Grâce à son travail, Bailly voyage beaucoup. Il part au Cameroun pour tenter de cerner le système de soins de santé, au Maroc pour suivre des immigrés de la troisième génération, ou encore en Colombie pour enquêter sur les multiples disparitions en plein conflit armé. Mais le journaliste s’essouffle : « Après ces quelques voyages, je me suis rendu compte que partir dix jours dans un pays n’est pas suffisant pour expliquer une réalité sociale complexe. Je les ai donc petit à petit remis en question. » Et puis il y a la vie. Bailly est papa depuis quelques années. « Ça change l’organisation… Je prends moins de risques dans ma vie professionnelle. Les sujets de mes immersions se modifient », dévoile-t-il pudiquement. Le journaliste n’hésite pas à remettre en en cause un projet d’immersion dans le milieu de la drogue à Bruxelles, parce que « la plaque tournante » est à 200 mètres de chez lui. « Ce qui pose problème, c’est que ça risque d’influer sur ma vie de famille. Mais personnellement, ça ne me pose pas de problème », commente-t-il. L’audace du reporter se modifie avec les enfants qui naissent, faisant peut-être place à plus de sagesse.

L’engagement sans chichis

Difficile de ne pas considérer Olivier Bailly comme un journaliste engagé, de par ses sujets, de par sa manière de traiter les faits. Pourtant, ce terme lui déplaît. Quand l’engagement est abordé, il prend quelques secondes de réflexion avant de répondre.

 « Quand je veux décrire ce qu’est un journaliste engagé, j’ai juste l’impression de décrire ce qu’est un journaliste. Quelqu’un qui travaille les faits, qui les cherche, qui va les découvrir, et puis qui travaille la réalité pour être un traducteur de ces faits », développe-t-il.

Il avoue ensuite être un peu engagé dans le choix de ses sujets. « Comme le disait Robert Fisk, je suis impartial du côté de ceux qui souffrent. Je vais plus facilement travailler sur des sujets d’équité dans le monde que sur la dernière pompe à la mode vendue Avenue Louise ! » Certains de ses papiers sont parfois mis à mal par les rédactions pour lesquelles il travaille, comme celle du journal Le Vif par exemple. Bailly serait catégorisé comme un journaliste de gauche. Bien qu’il soit issu de la bourgeoisie waremmienne (« une gauche conformiste », dit-il en plaisantant), ce Bruxellois d’adoption ne revendique pas cette étiquette politique. « D’autres me catégorisent comme ça », conclut-il.

Médor : par passion

À peine arrivé au lieu de rendez-vous, le journaliste dégainait fièrement le flyer explicatif de Médor. « Médor, n’est pas un chien. Médor sera un trimestriel coopératif belge d’enquêtes et récits. », peut-on lire d’entrée de jeu au dos du petit carton. Olivier Bailly est le cofondateur de ce nouveau mook (mélange de « magazine » et « book »). Il n’aime pas trop mettre ce rôle en avant car, pour lui, le projet place les 17 contributeurs au même niveau.

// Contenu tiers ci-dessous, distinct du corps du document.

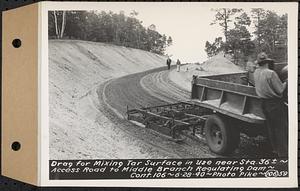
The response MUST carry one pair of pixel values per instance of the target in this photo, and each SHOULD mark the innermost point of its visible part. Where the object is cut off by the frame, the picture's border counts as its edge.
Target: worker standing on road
(269, 87)
(178, 64)
(169, 62)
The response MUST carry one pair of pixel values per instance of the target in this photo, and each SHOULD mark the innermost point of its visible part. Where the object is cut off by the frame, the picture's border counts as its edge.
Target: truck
(221, 107)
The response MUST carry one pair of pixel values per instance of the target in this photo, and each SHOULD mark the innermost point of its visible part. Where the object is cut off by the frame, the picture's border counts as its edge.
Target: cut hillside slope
(76, 68)
(216, 65)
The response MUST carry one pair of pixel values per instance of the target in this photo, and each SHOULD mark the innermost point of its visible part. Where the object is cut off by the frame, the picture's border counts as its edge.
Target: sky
(188, 23)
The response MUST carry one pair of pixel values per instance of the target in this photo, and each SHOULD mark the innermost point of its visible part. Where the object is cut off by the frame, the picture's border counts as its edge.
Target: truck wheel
(221, 136)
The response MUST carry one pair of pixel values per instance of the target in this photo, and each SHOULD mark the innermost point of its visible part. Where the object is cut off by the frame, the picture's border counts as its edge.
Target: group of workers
(270, 89)
(178, 64)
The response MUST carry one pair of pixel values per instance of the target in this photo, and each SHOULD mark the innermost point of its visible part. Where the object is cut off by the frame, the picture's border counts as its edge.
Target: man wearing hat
(269, 87)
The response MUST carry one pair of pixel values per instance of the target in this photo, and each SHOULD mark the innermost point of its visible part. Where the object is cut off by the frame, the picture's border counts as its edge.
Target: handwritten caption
(167, 168)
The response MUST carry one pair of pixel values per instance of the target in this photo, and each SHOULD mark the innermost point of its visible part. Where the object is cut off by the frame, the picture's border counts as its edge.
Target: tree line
(269, 34)
(107, 27)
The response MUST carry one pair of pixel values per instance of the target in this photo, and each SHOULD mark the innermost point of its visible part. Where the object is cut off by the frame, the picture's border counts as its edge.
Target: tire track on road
(127, 91)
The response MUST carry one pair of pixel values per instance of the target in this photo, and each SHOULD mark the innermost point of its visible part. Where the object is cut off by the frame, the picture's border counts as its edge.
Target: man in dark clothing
(169, 63)
(269, 87)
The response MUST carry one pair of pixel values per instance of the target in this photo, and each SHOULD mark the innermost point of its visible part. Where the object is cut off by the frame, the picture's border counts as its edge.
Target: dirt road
(150, 88)
(114, 95)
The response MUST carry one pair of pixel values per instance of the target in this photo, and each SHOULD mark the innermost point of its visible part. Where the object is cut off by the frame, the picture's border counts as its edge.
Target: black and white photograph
(167, 83)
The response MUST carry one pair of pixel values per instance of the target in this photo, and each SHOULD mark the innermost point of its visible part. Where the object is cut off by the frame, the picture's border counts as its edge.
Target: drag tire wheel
(221, 134)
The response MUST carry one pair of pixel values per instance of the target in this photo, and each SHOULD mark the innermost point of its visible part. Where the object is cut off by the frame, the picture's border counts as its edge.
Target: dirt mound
(215, 65)
(76, 68)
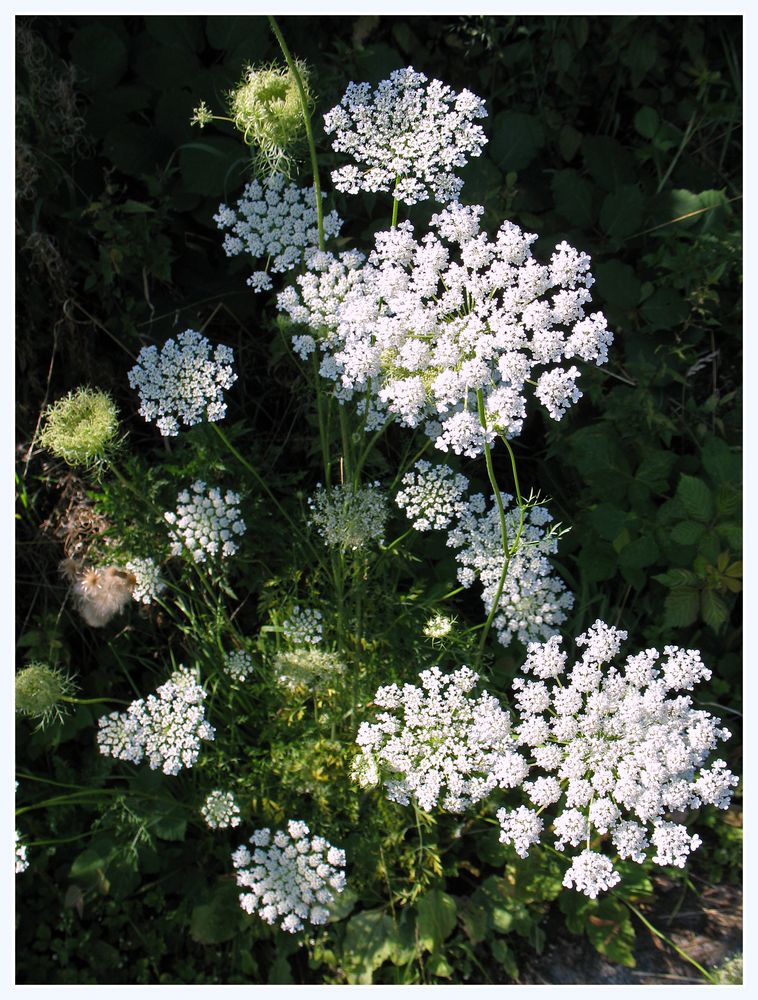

« C’est une organisation horizontale, où tout le monde a le droit à la parole. Autour de moi, tous des cons, et ça commence à bien faire ! », badine-t-il,  n’en pensant pas un mot.

Mais au fond, Médor, c’est un peu son bébé. Lorsqu’il a reçu le prix Belfius (encore un) pour son enquête sur le surendettement, en 2011, il lui fallait rebondir, car il ne pourrait pas l’obtenir l’année d’après. L’idée de créer un mook d’enquêtes a donc fait son chemin. Pas pour l’argent, mais pour être libre de ses mouvements. Pour faire ce qu’il aime sans contrainte. « Ça demande de l’effort et de la conviction parce qu’on ne gagne pas un balle pour le moment. Mais ce qui est sûr, c’est que ça ouvre des horizons », argumente le journaliste. Mais dans cet effet de groupe, qu’est donc devenu le misanthrope? Celui qui aimait tant écrire seul ? « Je suis contradictoire, je ne vous le cache pas », commente-t-il avec dérision. Un brin arrogant, aussi. Comme pour se protéger du monde qui l’entoure, et qu’il raconte si bien.